Red & White was the THC operator but of course had been independent up to 1948. The initial involvement on this route was a brief venture in the 'twenties by Gough's Garage Co. of Mountain Ash, a company which was taken over by Red & White in 1936 (by which time they were known as Gough's Welsh Motorways), however they only ran until 1926 and it was a service operated by Imperial of Abercynon that was also taken over by Red & White in 1936.
It was when Red & White requested to transfer the Imperial licence that Pontypridd Urban District Council raised a counter-proposal. The deliberations were protracted but the conclusion was that in 1938 Red & White got their licence, Pontypridd got the powers to run to Ynysybwl under section 101 of the 1930 Road Traffic Act (as Ynysybwl was outside their district) but not a licence to do so. Pontypridd applied again in 1947 and this time they were granted a licence, along with Rhondda and Red & White.
Each operator had their own way of working the service and I will deal with them individually. The service certainly provided variety of vehicles and for several years the afternoon service would be worked by a Bristol Lodekka, an AEC Regent and a Guy Arab.
Rhondda allocated a vehicle specifically to the service and this was certainly a double-decker for many years. This meant crews having to travel to and from Porth where the Rhondda depot was.
Red & White worked the service from Aberdare but at the time this route was at its busiest there wasn’t a way out of the Cynon Valley for double-deckers at the south end and the fleet at Aberdare was all single-deck. The double-deck workings were therefore from Cardiff depot until the roadway under the bridge at Abercynon on what is now the B4275 was lowered, following which operation was concentrated on Aberdare depot.
Pontypridd’s bus only came out onto the service in the afternoon when the frequency increased.
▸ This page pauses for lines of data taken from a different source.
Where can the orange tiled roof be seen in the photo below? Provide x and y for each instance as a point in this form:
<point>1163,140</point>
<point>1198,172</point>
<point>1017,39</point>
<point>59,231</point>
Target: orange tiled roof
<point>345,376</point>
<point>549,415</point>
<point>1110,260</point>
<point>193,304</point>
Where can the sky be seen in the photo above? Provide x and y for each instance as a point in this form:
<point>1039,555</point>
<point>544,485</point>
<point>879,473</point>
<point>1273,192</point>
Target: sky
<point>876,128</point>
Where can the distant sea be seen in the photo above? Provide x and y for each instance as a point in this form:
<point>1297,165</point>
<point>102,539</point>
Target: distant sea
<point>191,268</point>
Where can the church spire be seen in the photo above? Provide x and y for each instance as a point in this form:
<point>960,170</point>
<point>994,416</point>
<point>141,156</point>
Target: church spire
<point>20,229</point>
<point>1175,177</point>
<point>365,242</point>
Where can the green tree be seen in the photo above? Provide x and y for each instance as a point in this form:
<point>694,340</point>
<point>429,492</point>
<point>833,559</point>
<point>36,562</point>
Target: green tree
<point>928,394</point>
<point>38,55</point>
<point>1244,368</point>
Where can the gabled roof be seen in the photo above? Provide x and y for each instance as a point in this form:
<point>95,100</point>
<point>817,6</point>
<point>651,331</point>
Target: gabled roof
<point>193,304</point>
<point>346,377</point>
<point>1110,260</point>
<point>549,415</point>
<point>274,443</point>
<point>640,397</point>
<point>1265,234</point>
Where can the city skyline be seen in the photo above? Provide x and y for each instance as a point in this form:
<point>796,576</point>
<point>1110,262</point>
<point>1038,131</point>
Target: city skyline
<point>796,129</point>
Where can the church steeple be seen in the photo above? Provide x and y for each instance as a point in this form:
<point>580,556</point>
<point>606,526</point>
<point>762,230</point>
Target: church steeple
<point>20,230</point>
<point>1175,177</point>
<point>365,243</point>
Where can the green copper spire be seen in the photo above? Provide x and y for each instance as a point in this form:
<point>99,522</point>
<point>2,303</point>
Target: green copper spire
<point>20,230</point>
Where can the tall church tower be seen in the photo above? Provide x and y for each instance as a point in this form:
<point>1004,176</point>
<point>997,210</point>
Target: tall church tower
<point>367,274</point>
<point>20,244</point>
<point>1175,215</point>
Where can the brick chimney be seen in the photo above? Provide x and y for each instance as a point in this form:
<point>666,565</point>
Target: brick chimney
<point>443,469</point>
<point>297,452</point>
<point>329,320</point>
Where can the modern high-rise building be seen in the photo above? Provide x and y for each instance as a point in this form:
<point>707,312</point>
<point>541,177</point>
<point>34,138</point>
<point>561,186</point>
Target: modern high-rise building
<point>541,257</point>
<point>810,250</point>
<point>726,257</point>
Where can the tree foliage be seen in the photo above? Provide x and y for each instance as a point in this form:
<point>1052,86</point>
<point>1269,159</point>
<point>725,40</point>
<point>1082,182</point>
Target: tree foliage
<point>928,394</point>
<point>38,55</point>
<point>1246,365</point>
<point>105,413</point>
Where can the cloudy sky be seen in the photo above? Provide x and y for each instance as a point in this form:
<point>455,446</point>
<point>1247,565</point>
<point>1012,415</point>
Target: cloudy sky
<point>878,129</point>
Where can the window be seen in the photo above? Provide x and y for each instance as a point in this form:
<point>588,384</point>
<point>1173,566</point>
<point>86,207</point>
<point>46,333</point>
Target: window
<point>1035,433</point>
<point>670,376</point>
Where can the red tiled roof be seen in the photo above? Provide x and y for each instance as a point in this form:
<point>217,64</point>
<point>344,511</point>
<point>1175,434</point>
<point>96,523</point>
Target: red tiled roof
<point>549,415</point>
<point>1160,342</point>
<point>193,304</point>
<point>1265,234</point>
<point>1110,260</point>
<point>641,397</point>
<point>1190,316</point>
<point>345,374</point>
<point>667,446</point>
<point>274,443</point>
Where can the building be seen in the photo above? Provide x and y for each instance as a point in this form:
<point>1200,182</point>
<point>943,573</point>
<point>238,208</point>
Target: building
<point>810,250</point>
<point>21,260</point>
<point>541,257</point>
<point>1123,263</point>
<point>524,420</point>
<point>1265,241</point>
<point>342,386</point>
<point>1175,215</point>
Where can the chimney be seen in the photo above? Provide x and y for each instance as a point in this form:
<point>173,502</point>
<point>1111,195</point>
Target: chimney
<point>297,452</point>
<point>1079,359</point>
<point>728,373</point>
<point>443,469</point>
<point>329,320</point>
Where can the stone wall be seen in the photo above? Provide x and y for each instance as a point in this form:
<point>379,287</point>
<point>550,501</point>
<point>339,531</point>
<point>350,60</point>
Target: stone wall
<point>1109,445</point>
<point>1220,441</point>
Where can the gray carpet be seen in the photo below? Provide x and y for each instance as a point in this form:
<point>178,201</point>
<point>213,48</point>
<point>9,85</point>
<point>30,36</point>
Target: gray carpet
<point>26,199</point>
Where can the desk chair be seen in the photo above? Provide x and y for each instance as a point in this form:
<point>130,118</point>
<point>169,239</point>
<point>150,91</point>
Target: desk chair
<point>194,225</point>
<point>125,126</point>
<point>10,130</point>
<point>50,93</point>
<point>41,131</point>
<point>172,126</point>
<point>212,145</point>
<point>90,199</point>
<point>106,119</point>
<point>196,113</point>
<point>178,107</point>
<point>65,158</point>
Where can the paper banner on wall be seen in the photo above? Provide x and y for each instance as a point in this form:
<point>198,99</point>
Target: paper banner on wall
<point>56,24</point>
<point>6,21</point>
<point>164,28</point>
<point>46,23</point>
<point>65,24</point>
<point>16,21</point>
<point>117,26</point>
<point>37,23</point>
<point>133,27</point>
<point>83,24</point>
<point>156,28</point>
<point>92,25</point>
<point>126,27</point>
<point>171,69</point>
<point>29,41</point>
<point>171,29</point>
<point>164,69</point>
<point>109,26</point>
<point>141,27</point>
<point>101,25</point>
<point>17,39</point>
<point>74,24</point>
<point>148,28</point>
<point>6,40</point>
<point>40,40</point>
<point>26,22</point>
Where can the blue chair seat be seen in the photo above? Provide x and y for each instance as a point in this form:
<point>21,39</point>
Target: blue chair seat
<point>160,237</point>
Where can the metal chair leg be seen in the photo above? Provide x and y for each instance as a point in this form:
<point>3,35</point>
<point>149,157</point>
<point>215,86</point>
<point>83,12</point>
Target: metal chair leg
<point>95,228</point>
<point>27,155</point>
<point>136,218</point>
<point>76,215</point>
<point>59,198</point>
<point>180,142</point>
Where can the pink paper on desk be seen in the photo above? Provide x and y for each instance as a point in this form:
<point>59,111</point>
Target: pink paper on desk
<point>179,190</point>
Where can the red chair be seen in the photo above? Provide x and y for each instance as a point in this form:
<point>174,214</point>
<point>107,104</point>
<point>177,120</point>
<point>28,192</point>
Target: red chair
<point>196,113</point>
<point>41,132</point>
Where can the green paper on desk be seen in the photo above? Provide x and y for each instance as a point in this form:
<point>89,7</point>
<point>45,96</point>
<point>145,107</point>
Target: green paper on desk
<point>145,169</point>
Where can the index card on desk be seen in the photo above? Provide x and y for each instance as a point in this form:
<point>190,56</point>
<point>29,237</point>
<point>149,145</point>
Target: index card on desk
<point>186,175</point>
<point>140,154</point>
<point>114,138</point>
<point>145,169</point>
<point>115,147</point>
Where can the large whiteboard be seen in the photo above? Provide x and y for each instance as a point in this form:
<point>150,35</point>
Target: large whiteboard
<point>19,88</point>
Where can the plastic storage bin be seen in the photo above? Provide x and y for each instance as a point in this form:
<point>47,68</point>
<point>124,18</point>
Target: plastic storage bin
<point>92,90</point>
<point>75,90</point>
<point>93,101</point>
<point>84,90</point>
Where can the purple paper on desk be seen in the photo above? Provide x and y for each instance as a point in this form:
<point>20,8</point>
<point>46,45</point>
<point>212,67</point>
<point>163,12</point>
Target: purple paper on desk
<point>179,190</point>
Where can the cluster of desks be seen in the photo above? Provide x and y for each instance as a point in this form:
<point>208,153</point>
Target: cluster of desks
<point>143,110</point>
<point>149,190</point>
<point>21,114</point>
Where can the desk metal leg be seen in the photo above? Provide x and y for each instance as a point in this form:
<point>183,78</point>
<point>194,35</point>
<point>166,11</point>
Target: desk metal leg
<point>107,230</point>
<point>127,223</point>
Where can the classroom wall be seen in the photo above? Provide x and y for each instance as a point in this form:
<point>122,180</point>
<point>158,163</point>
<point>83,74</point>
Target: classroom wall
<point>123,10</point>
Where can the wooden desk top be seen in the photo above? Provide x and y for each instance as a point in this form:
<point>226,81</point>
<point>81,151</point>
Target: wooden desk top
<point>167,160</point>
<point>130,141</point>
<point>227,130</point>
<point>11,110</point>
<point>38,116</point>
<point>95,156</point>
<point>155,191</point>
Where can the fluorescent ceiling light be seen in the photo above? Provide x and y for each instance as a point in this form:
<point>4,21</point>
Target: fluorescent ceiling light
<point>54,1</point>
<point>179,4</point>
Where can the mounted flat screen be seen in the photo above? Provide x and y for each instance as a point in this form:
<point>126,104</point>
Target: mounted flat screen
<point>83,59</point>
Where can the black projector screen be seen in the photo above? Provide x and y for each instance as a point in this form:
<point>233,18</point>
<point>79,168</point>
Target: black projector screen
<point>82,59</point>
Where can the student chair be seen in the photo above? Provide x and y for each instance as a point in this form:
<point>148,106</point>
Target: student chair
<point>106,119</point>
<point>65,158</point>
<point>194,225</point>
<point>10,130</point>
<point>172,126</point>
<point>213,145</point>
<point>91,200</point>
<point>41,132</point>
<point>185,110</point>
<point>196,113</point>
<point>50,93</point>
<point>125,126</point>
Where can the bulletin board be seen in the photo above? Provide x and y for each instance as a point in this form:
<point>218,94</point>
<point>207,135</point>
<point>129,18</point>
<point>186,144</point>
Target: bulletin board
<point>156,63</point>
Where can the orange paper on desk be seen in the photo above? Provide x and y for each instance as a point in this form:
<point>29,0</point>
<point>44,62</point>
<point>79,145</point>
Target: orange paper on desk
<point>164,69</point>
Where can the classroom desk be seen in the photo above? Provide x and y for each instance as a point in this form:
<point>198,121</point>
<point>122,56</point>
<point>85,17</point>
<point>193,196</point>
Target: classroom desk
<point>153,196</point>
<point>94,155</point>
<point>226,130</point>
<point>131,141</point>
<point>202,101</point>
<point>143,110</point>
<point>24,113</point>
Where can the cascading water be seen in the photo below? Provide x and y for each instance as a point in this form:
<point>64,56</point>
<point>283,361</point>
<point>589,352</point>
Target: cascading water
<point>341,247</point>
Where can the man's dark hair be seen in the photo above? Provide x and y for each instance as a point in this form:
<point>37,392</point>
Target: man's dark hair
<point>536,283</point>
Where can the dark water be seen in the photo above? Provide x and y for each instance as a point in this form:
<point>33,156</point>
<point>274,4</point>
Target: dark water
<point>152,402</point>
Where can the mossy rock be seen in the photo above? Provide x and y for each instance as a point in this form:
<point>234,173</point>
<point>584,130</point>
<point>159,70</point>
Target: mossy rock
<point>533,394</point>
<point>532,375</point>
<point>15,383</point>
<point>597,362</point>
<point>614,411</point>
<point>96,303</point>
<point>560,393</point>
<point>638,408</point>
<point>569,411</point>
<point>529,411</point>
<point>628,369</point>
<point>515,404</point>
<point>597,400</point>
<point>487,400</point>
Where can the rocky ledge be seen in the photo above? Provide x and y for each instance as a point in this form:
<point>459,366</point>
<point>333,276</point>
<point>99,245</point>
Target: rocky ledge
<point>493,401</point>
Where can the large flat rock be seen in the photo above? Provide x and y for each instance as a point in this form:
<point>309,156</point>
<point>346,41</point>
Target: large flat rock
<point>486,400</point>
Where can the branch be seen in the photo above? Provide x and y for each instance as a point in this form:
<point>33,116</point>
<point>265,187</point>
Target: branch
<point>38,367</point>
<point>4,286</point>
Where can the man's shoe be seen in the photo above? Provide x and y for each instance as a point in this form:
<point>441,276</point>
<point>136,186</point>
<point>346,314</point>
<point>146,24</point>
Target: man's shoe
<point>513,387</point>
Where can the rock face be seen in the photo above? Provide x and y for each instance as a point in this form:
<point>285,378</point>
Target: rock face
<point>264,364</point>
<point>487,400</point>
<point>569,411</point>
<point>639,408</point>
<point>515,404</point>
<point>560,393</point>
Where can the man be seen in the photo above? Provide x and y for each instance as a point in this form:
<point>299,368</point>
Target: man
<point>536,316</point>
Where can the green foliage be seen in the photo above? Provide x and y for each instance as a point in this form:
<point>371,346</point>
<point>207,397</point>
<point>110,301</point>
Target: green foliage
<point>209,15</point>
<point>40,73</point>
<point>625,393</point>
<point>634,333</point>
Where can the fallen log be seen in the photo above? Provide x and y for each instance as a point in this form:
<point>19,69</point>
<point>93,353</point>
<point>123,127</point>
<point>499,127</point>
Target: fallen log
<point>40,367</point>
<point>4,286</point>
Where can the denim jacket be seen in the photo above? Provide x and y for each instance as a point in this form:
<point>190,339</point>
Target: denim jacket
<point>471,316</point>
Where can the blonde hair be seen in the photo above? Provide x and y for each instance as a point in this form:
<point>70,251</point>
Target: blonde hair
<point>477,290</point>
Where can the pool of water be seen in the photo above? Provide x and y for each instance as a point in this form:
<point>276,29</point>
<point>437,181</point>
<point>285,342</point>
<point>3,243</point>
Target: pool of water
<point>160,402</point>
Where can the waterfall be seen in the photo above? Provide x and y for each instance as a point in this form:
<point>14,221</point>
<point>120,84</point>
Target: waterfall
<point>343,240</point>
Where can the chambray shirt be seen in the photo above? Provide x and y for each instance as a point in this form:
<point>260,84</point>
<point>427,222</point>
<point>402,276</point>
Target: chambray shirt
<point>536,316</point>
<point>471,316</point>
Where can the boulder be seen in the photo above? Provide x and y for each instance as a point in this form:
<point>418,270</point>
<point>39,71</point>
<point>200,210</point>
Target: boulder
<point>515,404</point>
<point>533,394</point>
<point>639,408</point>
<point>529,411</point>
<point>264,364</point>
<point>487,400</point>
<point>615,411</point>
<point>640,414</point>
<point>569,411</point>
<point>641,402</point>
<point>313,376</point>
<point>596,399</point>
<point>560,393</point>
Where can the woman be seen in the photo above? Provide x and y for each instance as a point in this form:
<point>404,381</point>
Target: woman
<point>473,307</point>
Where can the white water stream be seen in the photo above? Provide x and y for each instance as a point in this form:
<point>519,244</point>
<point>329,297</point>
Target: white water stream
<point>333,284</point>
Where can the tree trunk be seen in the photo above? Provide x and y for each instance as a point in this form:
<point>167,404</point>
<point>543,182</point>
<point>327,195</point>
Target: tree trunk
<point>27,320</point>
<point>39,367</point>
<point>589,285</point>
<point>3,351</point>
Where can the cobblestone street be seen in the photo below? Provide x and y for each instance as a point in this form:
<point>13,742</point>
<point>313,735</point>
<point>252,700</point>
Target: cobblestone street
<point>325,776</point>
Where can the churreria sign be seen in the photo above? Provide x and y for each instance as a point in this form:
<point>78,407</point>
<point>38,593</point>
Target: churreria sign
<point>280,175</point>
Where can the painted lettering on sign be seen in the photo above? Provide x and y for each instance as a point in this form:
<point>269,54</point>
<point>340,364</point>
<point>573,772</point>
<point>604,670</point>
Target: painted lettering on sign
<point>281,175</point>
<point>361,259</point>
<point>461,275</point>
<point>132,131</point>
Originally the route worked via Windsor Hotel in Ynysybwl but new housing developments resulted in an alternative route being introduced along Glanffrwd Terrace following an agreement made in May 1954. Each operator had their own way of describing this variant - Pontypridd used “Buarth Capel”, Rhondda used “Housing Estate” and Red & White used “Estate Junction”. Whilst Pontypridd never used numbers, Red & White numbered the service 183 regardless of which variant it was whilst Rhondda numbered it 410 via Windsor Hotel and 411 via Housing Estate. Clearly there was no possibility of passengers being confused!
From 5th October 1969 Pontypridd and Rhondda ceased working this service, and it became wholly operated by Red & White although still referred to as joint service with Rhondda/Western Welsh in timetables. At the same the service to Glyncoch (q.v.) became operated only by Pontypridd. In the early 1970s the workings via Windsor Hotel ceased and all journeys ran via Estate Junction. Red & White became part of National Welsh in 1978.
As will be seen, although Pontypridd stopped working the service, in Taff-Ely days at least the council picked up quite a few school contracts and these included ones to Ynysybwl.
From 26th January 1987 a Bustler minibus service was introduced by National Welsh, numbered Y3. This replaced the 183.